There are some outstanding moments in the play that make you stand up and take notice. The girl's monologue about the evening when the man had taken her to a hotel room, made love and then disappeared, and how he did not return and she had to go looking for him all around the town makes for a hair raising experience that melts you in an instant. It takes a solid actor to be able to pull it off, and Shernaz did complete justice to it. As her character ends the monologue with - "you left me hurting, bleeding. You left me in love", the ensuing silence is a deafening applause to the brilliance of the script.

but as is true of any star crossed couple, this one too has a misunderstanding. The man did come back, much later, but she wasn't there and he panicked. and he called the police and turned himself in, and begged for them to find her, to make sure that she was okay. And she told everyone that it was her decision to go with him, that it was her idea, he was just being a good friend. The love story comes to an end, they are separated.

Twelve years later, and there they are, in his office, discussing what had happened. The woman is bold, in your face and a little too much for him to handle. But there are unresolved issues between them and another sexual meeting would have occured if not for the man's presence of mind.

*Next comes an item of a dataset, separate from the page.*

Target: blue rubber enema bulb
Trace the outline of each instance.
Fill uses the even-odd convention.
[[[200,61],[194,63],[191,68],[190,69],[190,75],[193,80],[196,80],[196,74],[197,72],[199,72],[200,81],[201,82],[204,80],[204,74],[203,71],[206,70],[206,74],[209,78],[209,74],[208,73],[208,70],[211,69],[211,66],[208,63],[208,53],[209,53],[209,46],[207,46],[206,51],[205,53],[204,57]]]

The play ends with him storming out of the office, locking her in, saying that she was crazy. She screams and shouts and yells for him to come back. suddenly you are reminded of that fateful day. you feel for her loneliness, her desperation, her sorry state of affairs.

And then he returns.

Akvarious did an outstanding job with the script and the performances were one to remember. shernaz patel in particular for me was in another league. Her portrayal of the new age woman, with an attitude as sharp as a knife and yet just as vulnerable was spot on. Akarsh Khurana's performance seemed to have been inspired a little from woody allen, especially the constant touching of the face, as he matched shernaz for each step.

I guess its quite clear to you. Its a double thumbs up from me for AKVarious's production of "Black Bird". Do not miss it for the world.